VANCOUVER - The Phoenix Coyotes were a team on a mission.

They arrived in Vancouver on the strength of three straight wins on home ice and without a loss in regulation dating back to March 25 against Detroit.

But the Coyotes' recent surge hit a snag in their timid 2-0 defeat to the Canucks on Monday. Phoenix (17-16-6) started slow and barely recovered, finishing with just 19 shots on goal.

Goaltender Mike Smith did all he could to keep his team in the contest, stopping 41 shots, but his performance failed to inspire a lacklustre Phoenix offence.

"We just didn't create enough to give ourselves chances and good looks to put the puck on net," Smith said.

"Credit to them they did a good job of getting in our face and making it hard on us to get pucks back in their end, but when you're facing elimination like we are we've got to be more desperate than we showed tonight."

Coyotes coach Dave Tippett was disappointed with the display and even more annoyed with his team's inability to build on Smith's work between the pipes.

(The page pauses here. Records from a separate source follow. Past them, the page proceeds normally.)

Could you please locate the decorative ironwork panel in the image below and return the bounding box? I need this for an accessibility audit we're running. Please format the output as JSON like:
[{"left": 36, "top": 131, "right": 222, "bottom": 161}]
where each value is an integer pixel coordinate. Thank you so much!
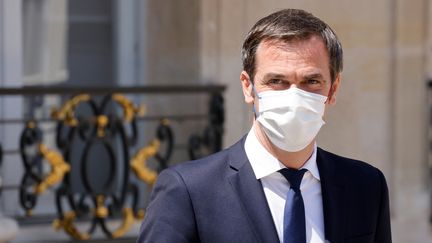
[{"left": 15, "top": 89, "right": 224, "bottom": 240}]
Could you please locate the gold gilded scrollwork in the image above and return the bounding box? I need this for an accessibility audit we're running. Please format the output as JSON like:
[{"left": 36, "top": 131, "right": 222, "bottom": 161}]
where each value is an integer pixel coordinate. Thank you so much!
[
  {"left": 53, "top": 211, "right": 90, "bottom": 240},
  {"left": 95, "top": 195, "right": 108, "bottom": 219},
  {"left": 96, "top": 115, "right": 109, "bottom": 138},
  {"left": 111, "top": 94, "right": 145, "bottom": 122},
  {"left": 131, "top": 139, "right": 160, "bottom": 185},
  {"left": 112, "top": 207, "right": 135, "bottom": 238},
  {"left": 51, "top": 94, "right": 91, "bottom": 127},
  {"left": 35, "top": 144, "right": 70, "bottom": 194}
]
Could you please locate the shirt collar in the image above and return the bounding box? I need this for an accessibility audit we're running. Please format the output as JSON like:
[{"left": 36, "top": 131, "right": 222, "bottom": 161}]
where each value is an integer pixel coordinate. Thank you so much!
[{"left": 244, "top": 127, "right": 320, "bottom": 180}]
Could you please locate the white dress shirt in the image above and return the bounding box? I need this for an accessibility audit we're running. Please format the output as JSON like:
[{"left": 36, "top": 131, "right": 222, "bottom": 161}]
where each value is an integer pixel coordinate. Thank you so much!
[{"left": 245, "top": 127, "right": 325, "bottom": 243}]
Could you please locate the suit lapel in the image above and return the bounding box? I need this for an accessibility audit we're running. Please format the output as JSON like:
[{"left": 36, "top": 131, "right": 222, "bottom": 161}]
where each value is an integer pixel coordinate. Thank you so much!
[
  {"left": 317, "top": 148, "right": 346, "bottom": 243},
  {"left": 228, "top": 138, "right": 279, "bottom": 242}
]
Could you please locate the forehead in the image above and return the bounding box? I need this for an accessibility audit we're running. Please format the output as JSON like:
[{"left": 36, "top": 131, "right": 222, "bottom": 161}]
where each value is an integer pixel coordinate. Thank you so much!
[
  {"left": 256, "top": 36, "right": 330, "bottom": 76},
  {"left": 256, "top": 35, "right": 329, "bottom": 59}
]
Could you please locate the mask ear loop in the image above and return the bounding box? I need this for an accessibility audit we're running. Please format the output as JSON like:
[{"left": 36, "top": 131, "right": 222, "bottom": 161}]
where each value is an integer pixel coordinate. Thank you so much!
[
  {"left": 324, "top": 82, "right": 333, "bottom": 104},
  {"left": 249, "top": 81, "right": 261, "bottom": 119}
]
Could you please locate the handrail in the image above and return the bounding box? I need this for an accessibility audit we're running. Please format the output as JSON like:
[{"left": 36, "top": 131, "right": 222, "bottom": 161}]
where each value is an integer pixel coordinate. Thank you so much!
[{"left": 0, "top": 85, "right": 225, "bottom": 95}]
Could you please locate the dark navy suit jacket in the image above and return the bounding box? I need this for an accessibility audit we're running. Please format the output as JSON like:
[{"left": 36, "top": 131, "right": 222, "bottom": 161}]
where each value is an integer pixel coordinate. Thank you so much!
[{"left": 138, "top": 138, "right": 391, "bottom": 243}]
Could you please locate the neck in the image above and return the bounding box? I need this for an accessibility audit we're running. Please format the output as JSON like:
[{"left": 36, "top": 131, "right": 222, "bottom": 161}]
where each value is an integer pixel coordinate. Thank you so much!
[{"left": 253, "top": 121, "right": 315, "bottom": 169}]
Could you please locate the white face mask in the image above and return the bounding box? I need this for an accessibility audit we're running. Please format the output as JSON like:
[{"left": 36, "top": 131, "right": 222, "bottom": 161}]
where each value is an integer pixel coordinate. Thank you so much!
[{"left": 252, "top": 86, "right": 327, "bottom": 152}]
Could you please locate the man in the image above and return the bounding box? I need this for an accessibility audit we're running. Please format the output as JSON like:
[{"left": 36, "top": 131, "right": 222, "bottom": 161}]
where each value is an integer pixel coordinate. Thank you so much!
[{"left": 138, "top": 9, "right": 391, "bottom": 243}]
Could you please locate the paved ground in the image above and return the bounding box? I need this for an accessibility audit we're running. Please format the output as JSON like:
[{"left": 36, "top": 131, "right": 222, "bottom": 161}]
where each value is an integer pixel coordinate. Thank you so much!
[
  {"left": 7, "top": 192, "right": 432, "bottom": 243},
  {"left": 12, "top": 223, "right": 139, "bottom": 243}
]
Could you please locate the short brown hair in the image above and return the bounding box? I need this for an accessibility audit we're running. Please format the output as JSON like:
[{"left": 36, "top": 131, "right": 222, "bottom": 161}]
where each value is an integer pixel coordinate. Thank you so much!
[{"left": 242, "top": 9, "right": 343, "bottom": 82}]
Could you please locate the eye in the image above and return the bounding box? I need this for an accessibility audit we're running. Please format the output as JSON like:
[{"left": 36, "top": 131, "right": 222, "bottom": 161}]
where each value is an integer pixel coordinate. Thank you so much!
[
  {"left": 268, "top": 78, "right": 284, "bottom": 85},
  {"left": 307, "top": 79, "right": 321, "bottom": 85}
]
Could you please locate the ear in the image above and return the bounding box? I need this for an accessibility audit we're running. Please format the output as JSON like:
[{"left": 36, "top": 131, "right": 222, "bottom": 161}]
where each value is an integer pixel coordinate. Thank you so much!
[
  {"left": 327, "top": 73, "right": 341, "bottom": 105},
  {"left": 240, "top": 70, "right": 254, "bottom": 104}
]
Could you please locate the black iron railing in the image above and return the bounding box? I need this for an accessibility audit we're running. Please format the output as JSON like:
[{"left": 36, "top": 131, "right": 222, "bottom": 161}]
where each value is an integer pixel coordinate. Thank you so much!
[{"left": 0, "top": 86, "right": 224, "bottom": 240}]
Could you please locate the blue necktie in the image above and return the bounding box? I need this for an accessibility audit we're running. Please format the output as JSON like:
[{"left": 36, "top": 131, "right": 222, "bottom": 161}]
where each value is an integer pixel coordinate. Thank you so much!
[{"left": 279, "top": 169, "right": 307, "bottom": 243}]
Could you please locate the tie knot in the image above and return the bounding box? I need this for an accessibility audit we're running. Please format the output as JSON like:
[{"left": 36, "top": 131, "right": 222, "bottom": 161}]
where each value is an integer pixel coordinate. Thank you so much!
[{"left": 279, "top": 168, "right": 307, "bottom": 191}]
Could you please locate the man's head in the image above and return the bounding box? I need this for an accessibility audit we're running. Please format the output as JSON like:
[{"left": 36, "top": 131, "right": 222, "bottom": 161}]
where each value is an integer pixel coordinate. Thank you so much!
[{"left": 242, "top": 9, "right": 343, "bottom": 82}]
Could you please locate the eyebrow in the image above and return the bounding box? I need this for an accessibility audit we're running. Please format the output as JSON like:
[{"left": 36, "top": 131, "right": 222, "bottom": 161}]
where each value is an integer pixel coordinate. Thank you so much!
[
  {"left": 263, "top": 73, "right": 327, "bottom": 81},
  {"left": 263, "top": 73, "right": 286, "bottom": 80},
  {"left": 303, "top": 73, "right": 327, "bottom": 81}
]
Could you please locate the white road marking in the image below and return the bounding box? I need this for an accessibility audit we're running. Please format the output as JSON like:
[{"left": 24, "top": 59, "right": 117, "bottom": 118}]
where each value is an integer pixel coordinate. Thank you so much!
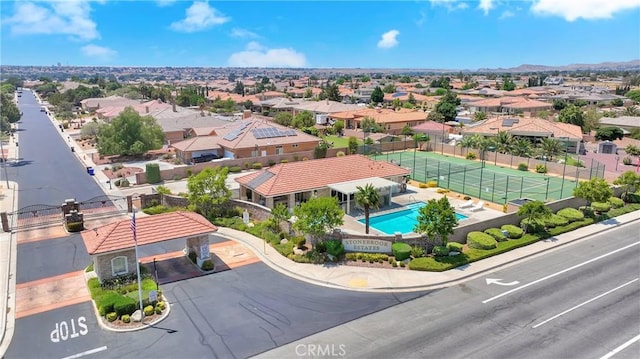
[
  {"left": 532, "top": 278, "right": 640, "bottom": 329},
  {"left": 62, "top": 345, "right": 107, "bottom": 359},
  {"left": 482, "top": 242, "right": 640, "bottom": 304},
  {"left": 600, "top": 334, "right": 640, "bottom": 359}
]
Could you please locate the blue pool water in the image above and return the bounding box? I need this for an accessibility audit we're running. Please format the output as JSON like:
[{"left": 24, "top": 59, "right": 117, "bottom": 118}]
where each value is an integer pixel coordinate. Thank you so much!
[{"left": 358, "top": 202, "right": 469, "bottom": 234}]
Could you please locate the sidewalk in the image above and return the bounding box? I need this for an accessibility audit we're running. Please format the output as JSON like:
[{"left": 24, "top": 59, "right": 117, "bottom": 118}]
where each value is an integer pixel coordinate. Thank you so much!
[{"left": 217, "top": 212, "right": 640, "bottom": 292}]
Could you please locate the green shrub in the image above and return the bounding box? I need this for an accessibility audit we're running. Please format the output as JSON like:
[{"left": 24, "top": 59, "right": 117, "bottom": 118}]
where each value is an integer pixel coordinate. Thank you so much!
[
  {"left": 272, "top": 241, "right": 293, "bottom": 257},
  {"left": 544, "top": 214, "right": 569, "bottom": 228},
  {"left": 591, "top": 202, "right": 611, "bottom": 212},
  {"left": 113, "top": 296, "right": 136, "bottom": 317},
  {"left": 547, "top": 218, "right": 594, "bottom": 236},
  {"left": 188, "top": 251, "right": 198, "bottom": 263},
  {"left": 391, "top": 242, "right": 411, "bottom": 261},
  {"left": 500, "top": 224, "right": 524, "bottom": 239},
  {"left": 623, "top": 192, "right": 640, "bottom": 203},
  {"left": 324, "top": 239, "right": 344, "bottom": 257},
  {"left": 66, "top": 222, "right": 84, "bottom": 232},
  {"left": 520, "top": 218, "right": 544, "bottom": 233},
  {"left": 411, "top": 246, "right": 424, "bottom": 258},
  {"left": 484, "top": 228, "right": 507, "bottom": 242},
  {"left": 293, "top": 236, "right": 307, "bottom": 248},
  {"left": 431, "top": 246, "right": 449, "bottom": 257},
  {"left": 447, "top": 242, "right": 464, "bottom": 253},
  {"left": 145, "top": 163, "right": 162, "bottom": 184},
  {"left": 107, "top": 312, "right": 118, "bottom": 322},
  {"left": 467, "top": 231, "right": 498, "bottom": 249},
  {"left": 607, "top": 197, "right": 624, "bottom": 208},
  {"left": 95, "top": 291, "right": 122, "bottom": 315},
  {"left": 556, "top": 208, "right": 584, "bottom": 222},
  {"left": 200, "top": 259, "right": 215, "bottom": 271}
]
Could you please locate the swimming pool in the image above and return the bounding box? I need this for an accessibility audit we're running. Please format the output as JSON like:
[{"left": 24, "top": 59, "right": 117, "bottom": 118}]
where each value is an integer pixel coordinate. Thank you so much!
[{"left": 358, "top": 202, "right": 469, "bottom": 234}]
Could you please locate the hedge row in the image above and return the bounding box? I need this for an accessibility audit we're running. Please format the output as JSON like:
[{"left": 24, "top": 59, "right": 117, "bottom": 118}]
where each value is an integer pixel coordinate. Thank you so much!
[
  {"left": 467, "top": 231, "right": 498, "bottom": 249},
  {"left": 391, "top": 242, "right": 411, "bottom": 261}
]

"We were just slow moving, we were slow out of the gate for whatever reason," he said. "It's not a lack of confidence, we should have confidence coming off some good home wins, but we didn't execute well, we didn't skate well and that's what you get when you don't execute and don't skate."

While it was only Phoenix's first regulation defeat in seven games, it was a critical loss. With only nine games remaining in the shortened season, the Coyotes still sit three points behind the eighth-placed Red Wings.

It may not appear to be a big gap, but six of Phoenix's remaining games are on the road and it has struggled outside Arizona, going 4-9-5.

"We haven't executed nearly as well on the road as we have at home," Tippett said.

"It's little plays getting made, it's playing a sound game and we just haven't been able to get enough people to get up to snuff like they are at home."

Added Coyotes captain Shane Doan: "We've just got to get back to playing the way we've been playing for the last six or seven games and give ourselves a chance.

"Obviously it makes the next two on the road (against Edmonton and Calgary) that much more important."